Evidence and reason reveal that representative democracies that value human liberty, personal responsibility, and freer markets, societies that still esteem time-tested virtues, are far better environmental stewards than top down oligarchies like Russia and China, and better environmental stewards than oligarchies posing as democracies (in the Industrial Age and today). We know that none of the world’s representative democracies are perfect—not even close, but those with legislative, judicial, and societal brakes on oligarchs, bureaucracies that answer to no one, and criminal opportunists best serve their citizens andthe environment.
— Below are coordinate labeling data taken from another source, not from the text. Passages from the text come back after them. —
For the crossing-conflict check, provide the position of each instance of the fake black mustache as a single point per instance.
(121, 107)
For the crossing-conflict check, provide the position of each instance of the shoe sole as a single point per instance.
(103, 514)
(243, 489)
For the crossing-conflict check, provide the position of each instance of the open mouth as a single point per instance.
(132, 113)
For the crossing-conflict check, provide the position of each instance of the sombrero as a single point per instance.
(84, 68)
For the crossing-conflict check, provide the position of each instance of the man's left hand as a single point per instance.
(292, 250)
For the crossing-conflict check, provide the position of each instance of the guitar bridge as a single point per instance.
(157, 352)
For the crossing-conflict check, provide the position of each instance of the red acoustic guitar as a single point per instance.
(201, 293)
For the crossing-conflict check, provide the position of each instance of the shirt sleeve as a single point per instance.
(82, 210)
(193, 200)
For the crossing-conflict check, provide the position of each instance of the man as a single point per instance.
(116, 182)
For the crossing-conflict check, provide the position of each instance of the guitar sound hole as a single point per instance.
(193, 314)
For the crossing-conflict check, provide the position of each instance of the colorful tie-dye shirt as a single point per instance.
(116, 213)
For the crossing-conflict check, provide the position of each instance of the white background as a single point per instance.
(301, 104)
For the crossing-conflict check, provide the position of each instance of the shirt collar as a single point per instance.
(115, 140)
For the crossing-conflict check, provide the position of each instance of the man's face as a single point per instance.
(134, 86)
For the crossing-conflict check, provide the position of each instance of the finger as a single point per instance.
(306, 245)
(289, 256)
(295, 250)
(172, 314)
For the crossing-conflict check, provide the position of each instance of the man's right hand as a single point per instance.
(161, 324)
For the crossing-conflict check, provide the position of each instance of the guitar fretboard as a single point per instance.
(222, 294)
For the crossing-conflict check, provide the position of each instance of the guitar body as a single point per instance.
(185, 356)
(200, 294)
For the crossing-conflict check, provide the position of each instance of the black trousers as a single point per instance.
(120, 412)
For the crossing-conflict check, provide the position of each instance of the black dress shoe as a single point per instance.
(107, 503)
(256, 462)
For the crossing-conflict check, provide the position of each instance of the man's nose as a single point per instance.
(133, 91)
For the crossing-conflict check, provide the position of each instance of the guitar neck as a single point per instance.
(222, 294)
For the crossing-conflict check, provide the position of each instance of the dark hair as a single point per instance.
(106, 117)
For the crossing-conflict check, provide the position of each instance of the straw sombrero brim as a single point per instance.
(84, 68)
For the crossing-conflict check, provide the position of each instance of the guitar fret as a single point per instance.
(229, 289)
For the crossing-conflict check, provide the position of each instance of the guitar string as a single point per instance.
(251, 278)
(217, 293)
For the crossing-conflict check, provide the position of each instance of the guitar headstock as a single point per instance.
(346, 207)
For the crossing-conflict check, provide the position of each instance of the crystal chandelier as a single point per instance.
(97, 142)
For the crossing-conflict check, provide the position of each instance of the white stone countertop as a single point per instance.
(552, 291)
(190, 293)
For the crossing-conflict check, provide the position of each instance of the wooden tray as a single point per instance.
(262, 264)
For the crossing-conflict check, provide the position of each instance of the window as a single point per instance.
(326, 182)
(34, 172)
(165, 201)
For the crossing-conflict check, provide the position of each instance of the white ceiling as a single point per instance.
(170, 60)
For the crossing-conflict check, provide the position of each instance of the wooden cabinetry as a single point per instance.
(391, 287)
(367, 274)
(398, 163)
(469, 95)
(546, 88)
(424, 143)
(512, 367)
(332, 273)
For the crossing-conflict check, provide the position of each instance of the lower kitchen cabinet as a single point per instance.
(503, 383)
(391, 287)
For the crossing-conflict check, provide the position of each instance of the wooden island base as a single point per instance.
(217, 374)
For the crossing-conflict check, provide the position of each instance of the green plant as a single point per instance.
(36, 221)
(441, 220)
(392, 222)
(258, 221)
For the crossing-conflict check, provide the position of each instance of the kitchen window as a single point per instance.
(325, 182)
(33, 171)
Look it up.

 

Why are so many well-educated people skeptical of free markets, individual liberty informed by personal responsibility, the classical virtues? Because for all the information at our fingertips the ability to distinguish between evidence and speculation, or ideology, has atrophied; because mainstream and social media reward those who hold “enlightened” views while punishing those who challenge the “virtuous” consensus; because, for many, environmental talking points and funding streams are more important than evidence.  Reasoning itself is suspect as a weapon of imperialistic, racist, or sexist societies, despite paragons of reasoning abiding in every culture. So many problems—global, local, economic, health related—are blamed on climate change because the claims are never challenged, because we are unable to distinguish between carefully reasoned and superficial arguments. Sadly, much more practical good could be accomplished on the climate front if we separated speculation from evidence-based conclusions.

 

In the 1960s, flower children inscribed “Frodo lives” on subway and building walls, and while they were muddled in many things they were on to something, esteeming the democratic society, individual liberties, free trade, personal virtue, and care for the natural world that predominated in J.R.R. Tolkien’s Shire. Of all the fads of the 60s that have faded, too bad it was the one closest to the truth.